A dispute with state and federal oversight agencies that centered on hospital operational issues delayed the opening of the annex for about three years.
Southwest Healthcare also operates Inland Valley Regional Medical Center in Wildomar. That facility, which includes a regional trauma center, was the focus of a $37 million expansion project that also opened in February 2011.
Southwest is also building a 140-bed hospital in southeast Temecula. That five-story hospital is more than half finished and it is expected to cost the parent company, Pennsylvania-based Universal Health Services, about $150 million when it opens next fall. The hospital plan was plagued by neighborhood opposition and lawsuits before it won final city and state approvals to proceed.
Connors said Southwest was able to overcome state and federal operational concerns in November 2011.
"The issues that Southwest was facing were resolved," Connor said in a Tuesday afternoon telephone interview. "We got a clean bill of health from the state and federal governments."

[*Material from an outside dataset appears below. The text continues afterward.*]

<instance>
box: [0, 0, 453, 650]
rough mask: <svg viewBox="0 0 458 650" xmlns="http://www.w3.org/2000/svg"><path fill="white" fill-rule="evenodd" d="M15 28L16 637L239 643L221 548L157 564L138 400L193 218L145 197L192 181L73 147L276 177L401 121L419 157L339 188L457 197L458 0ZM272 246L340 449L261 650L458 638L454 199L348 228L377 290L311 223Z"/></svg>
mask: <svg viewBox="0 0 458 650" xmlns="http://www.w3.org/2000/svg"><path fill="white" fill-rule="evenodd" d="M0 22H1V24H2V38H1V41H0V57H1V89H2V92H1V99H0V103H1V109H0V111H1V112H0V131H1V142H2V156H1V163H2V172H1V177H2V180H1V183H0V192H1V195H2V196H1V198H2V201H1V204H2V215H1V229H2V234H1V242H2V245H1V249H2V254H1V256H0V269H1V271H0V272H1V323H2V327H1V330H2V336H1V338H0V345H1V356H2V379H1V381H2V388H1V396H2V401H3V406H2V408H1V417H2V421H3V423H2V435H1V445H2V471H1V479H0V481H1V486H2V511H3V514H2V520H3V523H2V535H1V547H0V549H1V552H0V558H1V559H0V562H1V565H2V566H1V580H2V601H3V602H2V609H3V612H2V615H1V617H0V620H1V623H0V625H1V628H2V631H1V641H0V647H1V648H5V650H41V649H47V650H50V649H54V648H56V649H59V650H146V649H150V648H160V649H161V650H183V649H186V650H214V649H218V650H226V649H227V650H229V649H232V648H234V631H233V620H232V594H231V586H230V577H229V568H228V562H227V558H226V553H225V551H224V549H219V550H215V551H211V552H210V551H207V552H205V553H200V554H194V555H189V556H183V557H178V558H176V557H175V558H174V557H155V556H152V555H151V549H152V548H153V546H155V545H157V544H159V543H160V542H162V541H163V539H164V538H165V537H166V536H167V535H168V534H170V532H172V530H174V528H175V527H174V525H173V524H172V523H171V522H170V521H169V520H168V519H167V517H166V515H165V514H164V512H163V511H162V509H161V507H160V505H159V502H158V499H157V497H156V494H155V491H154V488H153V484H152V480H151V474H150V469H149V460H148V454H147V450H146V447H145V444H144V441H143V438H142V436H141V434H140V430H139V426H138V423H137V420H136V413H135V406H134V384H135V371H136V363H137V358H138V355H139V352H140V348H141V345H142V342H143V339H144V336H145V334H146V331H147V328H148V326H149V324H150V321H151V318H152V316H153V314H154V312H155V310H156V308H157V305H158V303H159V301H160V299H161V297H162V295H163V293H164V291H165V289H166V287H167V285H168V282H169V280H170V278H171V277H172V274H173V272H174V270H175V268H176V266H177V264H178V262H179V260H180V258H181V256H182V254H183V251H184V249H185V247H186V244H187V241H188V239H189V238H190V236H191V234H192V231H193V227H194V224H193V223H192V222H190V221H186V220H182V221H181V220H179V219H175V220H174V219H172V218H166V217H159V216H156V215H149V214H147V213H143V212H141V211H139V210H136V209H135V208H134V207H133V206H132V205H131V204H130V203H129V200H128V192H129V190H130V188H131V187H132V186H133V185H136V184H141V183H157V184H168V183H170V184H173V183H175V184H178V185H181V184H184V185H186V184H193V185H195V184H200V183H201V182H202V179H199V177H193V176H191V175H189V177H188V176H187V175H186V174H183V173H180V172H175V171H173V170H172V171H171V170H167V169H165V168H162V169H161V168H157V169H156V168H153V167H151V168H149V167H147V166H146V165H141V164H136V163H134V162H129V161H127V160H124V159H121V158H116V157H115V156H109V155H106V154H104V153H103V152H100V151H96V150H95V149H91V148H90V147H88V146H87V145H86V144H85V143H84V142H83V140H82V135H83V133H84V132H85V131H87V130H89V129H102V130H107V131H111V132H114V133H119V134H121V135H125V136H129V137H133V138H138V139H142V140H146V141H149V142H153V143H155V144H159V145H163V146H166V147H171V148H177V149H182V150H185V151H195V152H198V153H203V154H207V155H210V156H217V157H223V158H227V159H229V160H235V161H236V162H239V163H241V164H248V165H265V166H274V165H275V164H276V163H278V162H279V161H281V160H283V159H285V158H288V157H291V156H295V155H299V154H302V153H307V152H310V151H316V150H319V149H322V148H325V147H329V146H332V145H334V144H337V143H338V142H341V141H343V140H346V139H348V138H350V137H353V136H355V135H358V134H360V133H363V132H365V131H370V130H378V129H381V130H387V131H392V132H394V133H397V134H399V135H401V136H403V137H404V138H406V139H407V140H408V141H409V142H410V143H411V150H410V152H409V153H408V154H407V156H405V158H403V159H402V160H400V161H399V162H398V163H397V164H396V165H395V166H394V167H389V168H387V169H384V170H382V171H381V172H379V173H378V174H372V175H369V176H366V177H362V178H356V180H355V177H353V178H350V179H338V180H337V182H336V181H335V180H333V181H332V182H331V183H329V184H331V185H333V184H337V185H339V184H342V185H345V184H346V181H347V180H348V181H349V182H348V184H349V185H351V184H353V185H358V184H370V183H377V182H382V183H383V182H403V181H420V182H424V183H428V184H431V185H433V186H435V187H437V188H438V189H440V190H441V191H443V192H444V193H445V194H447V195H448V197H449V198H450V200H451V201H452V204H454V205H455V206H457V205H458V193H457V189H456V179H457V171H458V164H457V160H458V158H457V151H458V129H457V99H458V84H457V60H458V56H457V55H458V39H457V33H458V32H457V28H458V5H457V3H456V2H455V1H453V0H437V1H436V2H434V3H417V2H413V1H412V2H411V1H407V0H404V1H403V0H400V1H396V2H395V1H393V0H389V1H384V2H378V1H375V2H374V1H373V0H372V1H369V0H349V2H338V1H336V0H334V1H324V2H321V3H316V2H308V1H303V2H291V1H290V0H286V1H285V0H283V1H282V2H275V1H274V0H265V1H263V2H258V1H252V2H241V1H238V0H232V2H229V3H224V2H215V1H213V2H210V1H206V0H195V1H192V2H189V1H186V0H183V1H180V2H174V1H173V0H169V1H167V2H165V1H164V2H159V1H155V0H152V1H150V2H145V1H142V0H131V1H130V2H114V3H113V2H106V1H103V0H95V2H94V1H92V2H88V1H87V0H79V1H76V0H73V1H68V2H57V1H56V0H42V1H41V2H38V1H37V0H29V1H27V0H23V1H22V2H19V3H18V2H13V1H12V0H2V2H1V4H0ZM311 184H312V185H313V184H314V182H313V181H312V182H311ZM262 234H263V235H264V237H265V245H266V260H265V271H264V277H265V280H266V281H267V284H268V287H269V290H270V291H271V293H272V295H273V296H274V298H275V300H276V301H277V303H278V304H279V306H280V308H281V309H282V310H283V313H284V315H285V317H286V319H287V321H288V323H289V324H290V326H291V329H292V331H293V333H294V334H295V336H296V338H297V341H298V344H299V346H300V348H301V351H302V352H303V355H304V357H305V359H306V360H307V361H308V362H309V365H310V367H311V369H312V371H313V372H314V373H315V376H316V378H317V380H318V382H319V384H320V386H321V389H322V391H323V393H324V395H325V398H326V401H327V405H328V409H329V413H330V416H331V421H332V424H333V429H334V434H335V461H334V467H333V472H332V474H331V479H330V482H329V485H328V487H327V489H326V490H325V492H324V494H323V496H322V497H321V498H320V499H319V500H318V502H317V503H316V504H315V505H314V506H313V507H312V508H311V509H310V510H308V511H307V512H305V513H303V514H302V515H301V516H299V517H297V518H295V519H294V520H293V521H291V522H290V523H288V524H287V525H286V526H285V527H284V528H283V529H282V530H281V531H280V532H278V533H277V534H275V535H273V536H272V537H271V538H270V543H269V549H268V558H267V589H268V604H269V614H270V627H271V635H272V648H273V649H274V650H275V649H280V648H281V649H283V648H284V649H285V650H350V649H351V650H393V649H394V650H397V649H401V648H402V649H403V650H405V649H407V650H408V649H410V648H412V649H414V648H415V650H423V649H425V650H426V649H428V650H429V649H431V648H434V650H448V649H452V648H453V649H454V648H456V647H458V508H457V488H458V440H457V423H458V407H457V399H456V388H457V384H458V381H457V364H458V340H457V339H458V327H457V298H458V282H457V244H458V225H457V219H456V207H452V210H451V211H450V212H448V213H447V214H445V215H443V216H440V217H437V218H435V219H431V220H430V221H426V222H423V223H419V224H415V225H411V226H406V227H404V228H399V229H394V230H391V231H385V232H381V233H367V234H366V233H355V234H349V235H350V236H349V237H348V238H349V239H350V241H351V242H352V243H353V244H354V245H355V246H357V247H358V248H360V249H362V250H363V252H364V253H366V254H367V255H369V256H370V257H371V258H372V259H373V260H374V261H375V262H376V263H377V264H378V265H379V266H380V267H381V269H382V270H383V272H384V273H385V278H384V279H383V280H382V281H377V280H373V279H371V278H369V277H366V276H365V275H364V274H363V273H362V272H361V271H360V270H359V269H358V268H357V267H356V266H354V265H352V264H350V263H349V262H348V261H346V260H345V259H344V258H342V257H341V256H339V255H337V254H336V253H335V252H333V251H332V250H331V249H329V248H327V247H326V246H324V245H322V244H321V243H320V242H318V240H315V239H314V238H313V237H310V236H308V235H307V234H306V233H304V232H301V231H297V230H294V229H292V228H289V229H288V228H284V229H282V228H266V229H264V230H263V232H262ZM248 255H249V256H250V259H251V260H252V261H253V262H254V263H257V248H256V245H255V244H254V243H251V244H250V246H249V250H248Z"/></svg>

The joint press release quoted a local woman who praised Southwest’s services and applauded the opening of a neonatal intensive care unit in this area.
Nichole Townley said she had "a great experience" giving birth to her daughter at Rancho Springs about nine months ago. But Kayla needed intensive care services, so the infant had to be transported to Rady Children’s Hospital in San Diego. Kayla, who is now "doing just great," required 10 days of care and treatment at the San Diego facility, according to the release.
"Now that Rady Children’s is operating on-site at Rancho Springs, I have even more peace of mind about having my next child here at the hospital," Townley said in the release.
Connors said he hoped to meet soon with the parents of the neonatal unit’s first patient to give them a gift basket and thank them for their patronage. He said the opening of the new unit, as well as the progress being made on Temecula’s hospital, show that Southwest’s services are back on track.
"It’s an exciting time for the hospitals we have here," he said. "We’re very excited about that."